Paul McBride: Always willing to give journalists a helping hand

By Hamish Mackay

March 6, 2012 | 2 min read

The Scotsman’s law correspondent, John Robertson, paying tribute to Scottish QC, Paul McBride, has said: “Many a journalist had reason to thank their lucky stars for having McBride’s number in their contacts list.”

Explained Robertson: “He was always prepared to offer some reasoned and sensible comment, given with great clarity and the assuredness born of knowing his subjects.

“In recent years, Paul McBride had become far better known for his out-of-court persona than as a lawyer, which is a great pity because he was among the elite of the Scottish legal world.

“Dabbling in politics and being closely involved in one half of the Old Firm, McBride was rarely out of the headlines, but it’s just as true that he was rarely out of court.

“McBride was an outstanding performer, whether before a jury or a bench of appeal judges, and, most importantly, he commanded respect among his peers and the judiciary. It had been said that, latterly, he displayed a touch of arrogance, but it was all part of his act and his banter.

“And he loved to banter with people. Yes, he could dish it out, but he could take it in return and it was never, never malicious.”

McBride was assiduously quoted and courted by the Scottish media, and in an obituary in The Scotsman, journalist and broadcaster, David Torrance, points out that McBride’s work was usual conducted under the glare of the media spotlight.

“McBride’s nervous energy inevitably found other outlets, his love of the media producing an unusually high public profile for a criminal advocate (he was a regular pundit on STV’s Politics Now).”
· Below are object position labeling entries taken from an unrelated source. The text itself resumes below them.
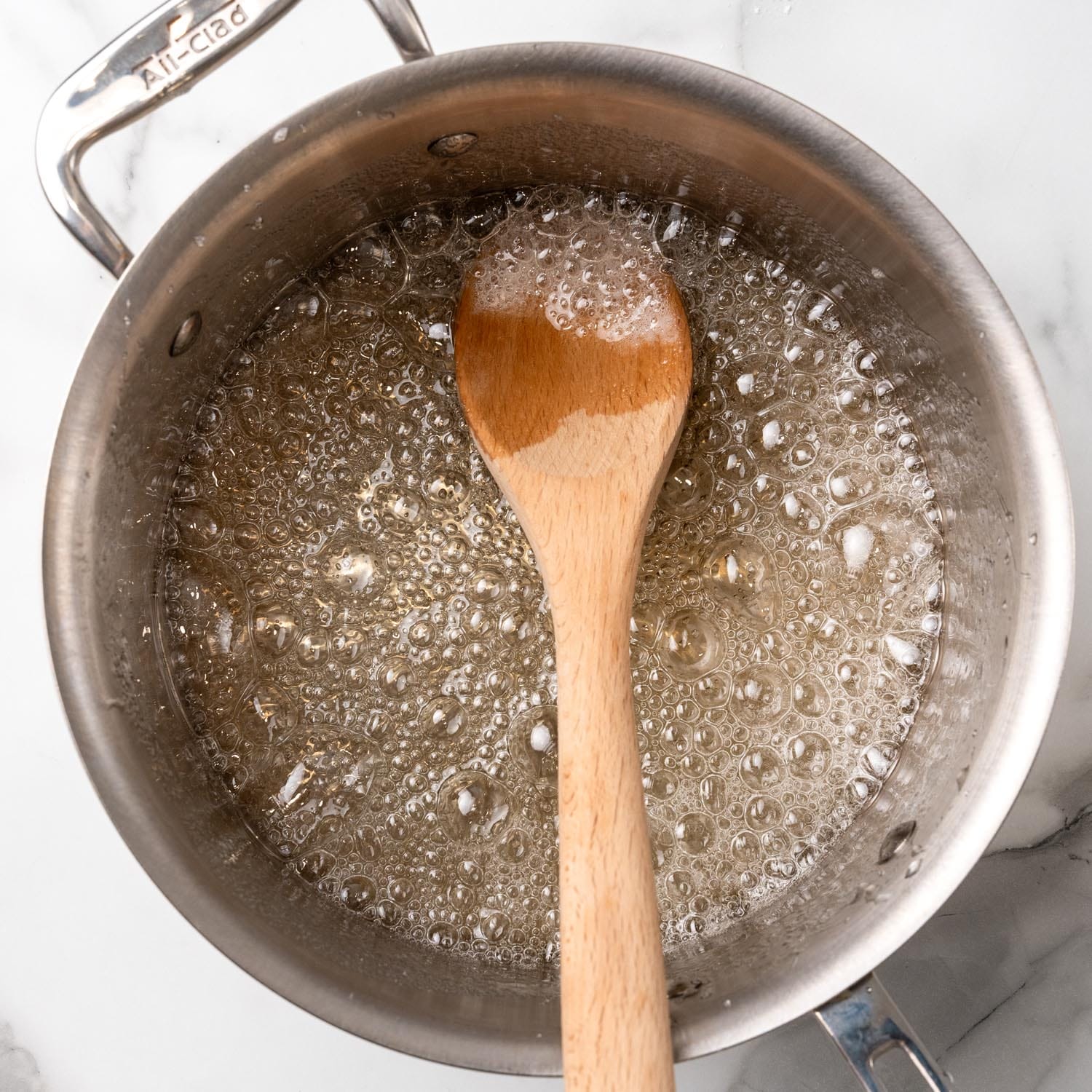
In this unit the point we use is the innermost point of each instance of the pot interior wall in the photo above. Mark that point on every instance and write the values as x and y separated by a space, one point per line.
364 154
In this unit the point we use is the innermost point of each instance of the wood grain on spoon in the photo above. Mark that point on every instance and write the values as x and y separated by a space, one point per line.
578 432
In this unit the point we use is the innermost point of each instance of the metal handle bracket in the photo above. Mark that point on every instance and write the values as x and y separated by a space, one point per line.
866 1024
162 56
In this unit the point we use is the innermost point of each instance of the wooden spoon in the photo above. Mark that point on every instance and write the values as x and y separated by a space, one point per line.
578 432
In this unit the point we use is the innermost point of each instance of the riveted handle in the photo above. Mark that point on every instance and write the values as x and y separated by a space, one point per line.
162 56
866 1024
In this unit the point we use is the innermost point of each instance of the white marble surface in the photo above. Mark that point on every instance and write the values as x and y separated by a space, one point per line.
983 103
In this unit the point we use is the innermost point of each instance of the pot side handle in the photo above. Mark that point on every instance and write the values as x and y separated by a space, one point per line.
866 1024
159 57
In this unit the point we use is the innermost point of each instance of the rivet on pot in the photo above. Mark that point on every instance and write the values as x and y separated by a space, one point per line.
448 148
187 333
895 840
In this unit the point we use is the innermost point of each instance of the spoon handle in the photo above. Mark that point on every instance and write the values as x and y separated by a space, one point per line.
615 1026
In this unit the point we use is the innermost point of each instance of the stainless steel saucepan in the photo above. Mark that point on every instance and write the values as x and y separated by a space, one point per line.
483 120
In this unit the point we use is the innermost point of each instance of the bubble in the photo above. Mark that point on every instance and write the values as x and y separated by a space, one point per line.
810 697
694 832
533 742
762 812
486 585
275 630
646 622
760 768
345 569
448 488
760 694
690 644
746 847
357 893
909 653
395 676
852 676
808 756
314 649
681 885
443 718
266 714
472 806
801 513
687 488
879 759
738 572
200 526
515 847
714 793
314 866
851 482
855 399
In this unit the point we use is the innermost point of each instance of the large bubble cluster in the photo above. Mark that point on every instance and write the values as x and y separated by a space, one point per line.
360 637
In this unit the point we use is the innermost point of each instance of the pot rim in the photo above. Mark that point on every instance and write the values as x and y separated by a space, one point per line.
860 170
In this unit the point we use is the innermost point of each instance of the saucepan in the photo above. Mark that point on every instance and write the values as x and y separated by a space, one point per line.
482 120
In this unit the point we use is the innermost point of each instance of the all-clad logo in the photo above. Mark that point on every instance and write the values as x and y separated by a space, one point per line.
188 43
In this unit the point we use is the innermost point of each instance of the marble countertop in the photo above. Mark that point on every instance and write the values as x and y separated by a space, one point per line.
983 104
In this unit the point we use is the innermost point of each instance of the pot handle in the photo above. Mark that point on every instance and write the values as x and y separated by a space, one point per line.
866 1024
159 57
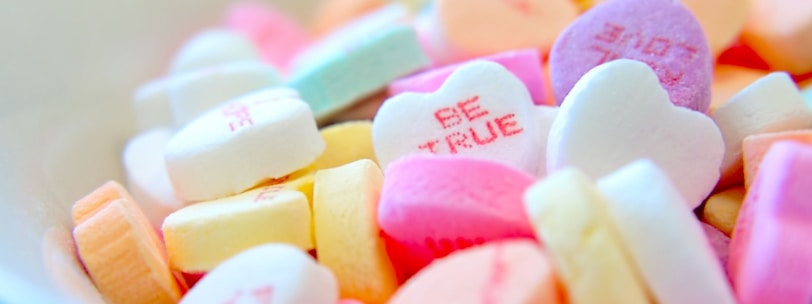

Television broadcaster, Bernard Ponsonby, who studied at the University of Strathclyde with the QC, said he “was a character of contrasts, the contrast between his aggressive courtroom manner and his very quiet demeanour as a student; the contrast between everything he did in the public eye and the fact he was an intensely private person.”

McBride made his debut as a newspaper columnist in the launch of the Sunday edition of The Scottish Sun nine days ago.